Culture Vulture: 'Survivor' trots out its latest 'gay Mormon'
The cast of the new "Survivor: China" includes Todd Herzog, a self-described openly gay Mormon from Pleasant Grove who, according to his profile on CBS's Web site, believes he will succeed on the show because "he's willing to gather wood and sh-t."
The 22-year-old former UVSC student also lists "drinking coffee" as a hobby, which, along with the "openly gay" thing, makes me wonder how Mormon he really is. Can Mormonism be a pose or a gimmick, tried on like a costume to titillate TV casting directors? Oooh, you're gay AND Mormon? How deliciously conflicted! You're hired! And is "gay Mormon" becoming a Hollywood clich?
Herzog isn't the first openly gay LDS castaway on "Survivor." In 2005, Salt Lake City-born Rafe Judkins made it to the final three of that season's "Survivor: Guatemala." Judkins approached the show with sincerity and a positive attitude, traits he attributed in part to his Mormon faith. Herzog claims to have a similarly enthusiastic outlook, although it's not clear whether that stems from his religion or his excitement over the upcoming Spice Girls reunion tour, which he calls "the most significant historical event of the past 100 years."
To anyone who's lived in Utah for a while, the gay Mormon has become a stereotype. Witness the swishy missionaries each summer in Salt Lake Acting Company's "Saturday's Voyeur." But to Hollywood, gay Mormons are still a novelty - tormented characters with potential for drama. The 2003 movie "Latter Days" was about the romance between an L.A. party boy and a LDS missionary. Tina Majorino's devoutly LDS character on HBO's "Big Love" appears to be a lesbian terrified of being outed for her secret crush on a girl pal. Then there was Joe Pitt, the closeted Mormon Republican (how come they're always Republicans, Larry Craig?) who fought to reconcile his faith with his sexuality on HBO's miniseries, "Angels in America."
If Herzog has any such internal struggle, he's not saying.
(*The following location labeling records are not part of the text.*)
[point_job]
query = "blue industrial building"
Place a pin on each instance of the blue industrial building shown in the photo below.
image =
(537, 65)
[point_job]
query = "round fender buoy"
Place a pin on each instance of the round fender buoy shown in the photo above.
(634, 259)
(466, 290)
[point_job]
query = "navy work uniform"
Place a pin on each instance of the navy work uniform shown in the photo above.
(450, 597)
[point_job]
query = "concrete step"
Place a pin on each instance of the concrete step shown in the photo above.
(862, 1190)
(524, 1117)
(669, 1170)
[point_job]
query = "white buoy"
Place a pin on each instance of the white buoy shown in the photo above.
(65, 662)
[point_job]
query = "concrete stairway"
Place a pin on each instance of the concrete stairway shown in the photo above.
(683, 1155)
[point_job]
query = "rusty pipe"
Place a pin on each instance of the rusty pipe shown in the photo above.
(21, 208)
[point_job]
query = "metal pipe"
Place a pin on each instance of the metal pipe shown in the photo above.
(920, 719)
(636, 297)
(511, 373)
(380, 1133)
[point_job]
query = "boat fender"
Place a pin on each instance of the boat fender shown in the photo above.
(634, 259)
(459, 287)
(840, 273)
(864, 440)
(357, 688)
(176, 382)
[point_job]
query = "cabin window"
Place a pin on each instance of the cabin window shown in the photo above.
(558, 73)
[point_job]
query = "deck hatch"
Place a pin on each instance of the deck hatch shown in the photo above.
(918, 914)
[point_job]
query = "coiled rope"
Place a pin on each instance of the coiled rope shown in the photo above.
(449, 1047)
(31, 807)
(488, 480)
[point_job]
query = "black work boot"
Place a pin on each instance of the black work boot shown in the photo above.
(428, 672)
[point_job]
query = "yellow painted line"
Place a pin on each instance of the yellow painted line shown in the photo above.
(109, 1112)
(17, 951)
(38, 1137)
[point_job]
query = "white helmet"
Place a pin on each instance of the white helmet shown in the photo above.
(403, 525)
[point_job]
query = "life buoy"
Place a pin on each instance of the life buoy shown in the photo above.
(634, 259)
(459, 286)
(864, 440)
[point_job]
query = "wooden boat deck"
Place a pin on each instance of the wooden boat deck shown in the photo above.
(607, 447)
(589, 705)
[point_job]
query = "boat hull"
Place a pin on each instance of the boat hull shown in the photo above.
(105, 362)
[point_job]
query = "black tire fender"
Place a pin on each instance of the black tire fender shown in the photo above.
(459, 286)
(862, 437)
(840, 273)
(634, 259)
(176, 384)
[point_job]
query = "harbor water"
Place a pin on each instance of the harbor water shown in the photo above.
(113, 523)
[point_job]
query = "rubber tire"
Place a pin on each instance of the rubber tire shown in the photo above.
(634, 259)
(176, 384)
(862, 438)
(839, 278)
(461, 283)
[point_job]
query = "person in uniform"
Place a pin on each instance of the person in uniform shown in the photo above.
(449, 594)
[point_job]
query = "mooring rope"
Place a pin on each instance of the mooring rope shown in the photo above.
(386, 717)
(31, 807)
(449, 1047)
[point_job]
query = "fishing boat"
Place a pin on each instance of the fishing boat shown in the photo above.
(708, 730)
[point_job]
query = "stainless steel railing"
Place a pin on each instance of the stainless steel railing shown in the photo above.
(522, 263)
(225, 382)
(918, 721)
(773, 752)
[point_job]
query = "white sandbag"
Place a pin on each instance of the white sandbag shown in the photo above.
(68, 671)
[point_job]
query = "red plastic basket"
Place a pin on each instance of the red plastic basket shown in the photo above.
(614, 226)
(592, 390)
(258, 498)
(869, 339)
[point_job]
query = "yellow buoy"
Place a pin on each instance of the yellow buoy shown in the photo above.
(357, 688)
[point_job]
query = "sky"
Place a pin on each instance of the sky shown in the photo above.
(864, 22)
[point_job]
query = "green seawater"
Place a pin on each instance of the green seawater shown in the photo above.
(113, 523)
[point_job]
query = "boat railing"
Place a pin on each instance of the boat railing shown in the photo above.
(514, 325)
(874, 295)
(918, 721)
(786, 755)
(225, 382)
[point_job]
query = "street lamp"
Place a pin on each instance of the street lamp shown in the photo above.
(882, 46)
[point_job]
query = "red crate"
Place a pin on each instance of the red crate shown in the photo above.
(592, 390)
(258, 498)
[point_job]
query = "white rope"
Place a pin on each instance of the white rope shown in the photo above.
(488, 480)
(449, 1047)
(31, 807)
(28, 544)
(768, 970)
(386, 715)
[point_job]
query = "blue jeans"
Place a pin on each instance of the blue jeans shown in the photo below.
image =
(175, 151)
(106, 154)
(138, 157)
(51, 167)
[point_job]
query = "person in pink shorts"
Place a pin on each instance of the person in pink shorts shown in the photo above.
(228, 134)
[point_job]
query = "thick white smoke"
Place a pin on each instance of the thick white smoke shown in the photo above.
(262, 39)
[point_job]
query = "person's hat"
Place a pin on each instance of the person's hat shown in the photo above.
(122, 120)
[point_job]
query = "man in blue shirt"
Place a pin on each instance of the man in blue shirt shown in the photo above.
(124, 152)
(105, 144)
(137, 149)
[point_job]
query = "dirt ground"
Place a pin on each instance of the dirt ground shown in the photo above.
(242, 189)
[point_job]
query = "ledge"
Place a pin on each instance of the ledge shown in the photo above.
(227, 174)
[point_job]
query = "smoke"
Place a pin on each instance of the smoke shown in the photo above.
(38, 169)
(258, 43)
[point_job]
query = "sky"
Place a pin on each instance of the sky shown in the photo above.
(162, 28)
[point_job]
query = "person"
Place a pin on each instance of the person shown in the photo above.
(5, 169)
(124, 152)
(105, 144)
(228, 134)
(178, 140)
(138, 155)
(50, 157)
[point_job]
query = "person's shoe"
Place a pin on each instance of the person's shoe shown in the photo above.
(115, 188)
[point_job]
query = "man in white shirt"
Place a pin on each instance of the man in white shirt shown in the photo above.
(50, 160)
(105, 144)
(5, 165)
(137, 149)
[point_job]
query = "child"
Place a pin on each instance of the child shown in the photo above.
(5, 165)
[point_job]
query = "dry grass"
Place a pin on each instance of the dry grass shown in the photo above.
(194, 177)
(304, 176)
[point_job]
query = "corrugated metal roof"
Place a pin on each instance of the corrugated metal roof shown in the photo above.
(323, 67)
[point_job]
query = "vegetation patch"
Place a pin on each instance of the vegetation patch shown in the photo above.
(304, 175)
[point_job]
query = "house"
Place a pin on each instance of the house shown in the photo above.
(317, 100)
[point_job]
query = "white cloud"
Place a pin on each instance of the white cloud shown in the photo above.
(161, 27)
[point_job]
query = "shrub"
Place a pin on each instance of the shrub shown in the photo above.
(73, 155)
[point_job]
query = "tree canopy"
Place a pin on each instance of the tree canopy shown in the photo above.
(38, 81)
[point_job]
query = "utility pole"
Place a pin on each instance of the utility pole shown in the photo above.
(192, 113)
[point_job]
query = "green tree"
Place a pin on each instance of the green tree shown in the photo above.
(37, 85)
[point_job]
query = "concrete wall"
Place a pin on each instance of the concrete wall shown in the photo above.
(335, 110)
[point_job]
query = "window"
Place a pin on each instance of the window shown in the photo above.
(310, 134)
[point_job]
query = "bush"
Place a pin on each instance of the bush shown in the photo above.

But "Survivor's" producers are only too happy to create some external fireworks. Was it just a coincidence they stuck Todd on the Fei Long tribe with Leslie, a Christian radio-show host? I don't think so.
Nothing Compares 2 Me: You know how rock bands and other musical performers play recorded tunes through a venue's sound system to warm up the crowd before a concert? Well, last Thursday's Sinead O'Connor show at the Capitol Theatre may have marked a first. Its pre-concert music was by Sinead O'Connor.